Sayangnya, babak kedua ini, meskipun efektif dalam upayanya yang menguras air mata, mengkhianati upaya mengagumkan dari babak pertama untuk menyampaikan ketidaksempurnaan serius bahkan dari hubungan romantis yang paling ideal sekalipun. Babak kedua hanya mengurangi interaksi yang berkembang di Islandia menjadi sekadar gejala perangkat plot yang digunakan Velasco di babak kedua. Apa yang dimulai sebagai gambaran lucu tentang sebuah hubungan yang hancur lebih cepat dari yang seharusnya karena pertengkaran yang tidak disengaja dan salah langkah dari apa yang seharusnya menjadi liburan seumur hidup, berubah menjadi melodrama lain yang bergantung pada ‘tragedi malang yang semuanya menangis dan menangis. merengek.
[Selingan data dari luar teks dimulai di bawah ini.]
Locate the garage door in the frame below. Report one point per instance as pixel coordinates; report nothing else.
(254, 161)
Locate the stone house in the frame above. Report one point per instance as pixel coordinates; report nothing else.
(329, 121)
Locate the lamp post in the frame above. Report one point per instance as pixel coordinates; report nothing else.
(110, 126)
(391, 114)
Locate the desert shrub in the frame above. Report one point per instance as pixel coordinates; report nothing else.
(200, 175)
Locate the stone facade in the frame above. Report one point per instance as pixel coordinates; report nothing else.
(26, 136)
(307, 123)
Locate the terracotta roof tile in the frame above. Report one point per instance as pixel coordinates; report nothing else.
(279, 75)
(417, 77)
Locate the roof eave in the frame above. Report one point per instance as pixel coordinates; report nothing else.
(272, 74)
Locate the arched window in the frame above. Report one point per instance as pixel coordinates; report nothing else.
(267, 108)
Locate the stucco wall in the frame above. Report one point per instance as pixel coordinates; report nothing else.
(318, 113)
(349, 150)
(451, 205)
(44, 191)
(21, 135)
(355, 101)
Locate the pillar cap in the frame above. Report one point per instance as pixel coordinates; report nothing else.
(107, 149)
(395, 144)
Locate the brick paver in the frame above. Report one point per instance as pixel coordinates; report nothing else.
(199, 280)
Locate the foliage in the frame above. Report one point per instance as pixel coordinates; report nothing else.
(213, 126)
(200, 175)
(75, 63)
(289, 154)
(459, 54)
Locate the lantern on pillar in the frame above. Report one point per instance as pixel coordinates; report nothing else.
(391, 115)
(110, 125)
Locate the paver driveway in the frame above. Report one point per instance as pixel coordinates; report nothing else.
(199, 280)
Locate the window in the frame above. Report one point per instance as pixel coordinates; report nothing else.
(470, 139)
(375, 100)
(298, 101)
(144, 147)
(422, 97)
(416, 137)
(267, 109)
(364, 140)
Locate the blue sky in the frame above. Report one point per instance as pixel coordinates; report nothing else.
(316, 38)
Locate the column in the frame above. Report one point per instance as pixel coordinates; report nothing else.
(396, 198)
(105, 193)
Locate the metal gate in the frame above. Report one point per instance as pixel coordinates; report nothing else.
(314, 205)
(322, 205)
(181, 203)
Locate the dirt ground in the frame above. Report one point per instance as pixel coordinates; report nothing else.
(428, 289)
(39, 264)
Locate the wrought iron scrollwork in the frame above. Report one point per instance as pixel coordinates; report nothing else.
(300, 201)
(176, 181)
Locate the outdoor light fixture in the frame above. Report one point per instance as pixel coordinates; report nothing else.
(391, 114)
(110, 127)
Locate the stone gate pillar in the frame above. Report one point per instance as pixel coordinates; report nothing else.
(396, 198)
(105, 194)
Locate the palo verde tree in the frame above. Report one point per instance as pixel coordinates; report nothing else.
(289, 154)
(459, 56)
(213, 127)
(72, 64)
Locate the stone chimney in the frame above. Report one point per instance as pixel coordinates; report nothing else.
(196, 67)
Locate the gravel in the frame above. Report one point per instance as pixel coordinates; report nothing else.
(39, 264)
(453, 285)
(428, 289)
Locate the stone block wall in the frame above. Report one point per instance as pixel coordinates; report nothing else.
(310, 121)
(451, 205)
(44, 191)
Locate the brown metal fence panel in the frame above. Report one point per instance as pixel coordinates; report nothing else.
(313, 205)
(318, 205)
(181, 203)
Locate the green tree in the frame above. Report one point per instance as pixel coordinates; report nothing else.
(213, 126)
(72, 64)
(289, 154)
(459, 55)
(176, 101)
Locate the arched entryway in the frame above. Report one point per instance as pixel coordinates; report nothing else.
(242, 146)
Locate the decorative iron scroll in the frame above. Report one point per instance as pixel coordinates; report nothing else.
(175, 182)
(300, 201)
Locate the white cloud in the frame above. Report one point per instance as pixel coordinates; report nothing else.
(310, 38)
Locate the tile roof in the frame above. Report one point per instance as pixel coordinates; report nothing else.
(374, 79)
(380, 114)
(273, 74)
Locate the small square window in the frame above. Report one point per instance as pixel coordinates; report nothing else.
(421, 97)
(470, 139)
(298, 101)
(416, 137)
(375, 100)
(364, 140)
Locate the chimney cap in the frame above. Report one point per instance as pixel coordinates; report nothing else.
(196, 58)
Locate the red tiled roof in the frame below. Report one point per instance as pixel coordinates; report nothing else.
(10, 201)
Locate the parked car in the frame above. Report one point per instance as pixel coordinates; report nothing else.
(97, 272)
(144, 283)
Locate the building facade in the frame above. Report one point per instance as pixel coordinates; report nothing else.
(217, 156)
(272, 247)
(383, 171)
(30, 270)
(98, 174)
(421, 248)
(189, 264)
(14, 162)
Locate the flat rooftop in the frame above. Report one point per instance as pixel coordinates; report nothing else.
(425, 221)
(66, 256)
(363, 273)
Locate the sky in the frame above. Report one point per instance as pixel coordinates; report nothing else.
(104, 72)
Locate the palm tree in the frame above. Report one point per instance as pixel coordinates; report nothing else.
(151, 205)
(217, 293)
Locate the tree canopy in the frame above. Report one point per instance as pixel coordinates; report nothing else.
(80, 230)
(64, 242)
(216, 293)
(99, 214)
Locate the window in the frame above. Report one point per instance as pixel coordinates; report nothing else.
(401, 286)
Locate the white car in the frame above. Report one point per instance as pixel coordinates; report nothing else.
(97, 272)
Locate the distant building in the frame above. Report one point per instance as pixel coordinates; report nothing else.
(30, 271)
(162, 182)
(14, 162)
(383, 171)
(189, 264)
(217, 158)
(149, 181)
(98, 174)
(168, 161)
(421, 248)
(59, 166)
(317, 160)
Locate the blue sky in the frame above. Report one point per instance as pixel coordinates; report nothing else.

Untungnya, pencapaiannya memuaskan.

De Rossi selalu menjadi aktris yang andal, dipersenjatai dengan intuisi dan waktu untuk beralih dari komik ke dramatis. Contis-lah yang mengejutkan. Mantan aktor cilik, yang sebagian besar berprofesi sebagai komedian di televisi, adalah seorang pemeran utama yang cukup efektif, menambahkan, baik disengaja atau tidak, sebuah realisme yang tidak nyaman pada perannya sebagai seorang pacar yang diam-diam menahan diri agar tidak kesal dengan kecerdasannya. kekasih.

Pasangan yang tidak sempurna

Pada akhirnya, Melalui Malam dan Siang bahkan lebih tidak sempurna dari pasangan yang digambarkannya.

Kedua bagiannya, meskipun masuk akal secara naratif, tidak saling mendukung. Paruh pertama menyenangkan sekaligus lucu sebelum menjadi sangat menarik. Babak kedua membuang segalanya demi melodrama yang mudah.

Filmnya menang, lalu kalah. Yang mencuat adalah semua cobaan yang hanya membeberkan segala janji yang ternyata hanya sesaat. – Rappler.com

Francis Joseph Cruz mengajukan tuntutan hukum untuk mencari nafkah dan menulis tentang film untuk bersenang-senang. Film Filipina pertama yang ia tonton di bioskop adalah Tirad Pass karya Carlo J. Caparas.

Sejak itu, ia menjalankan misi untuk menemukan kenangan yang lebih baik dengan sinema Filipina.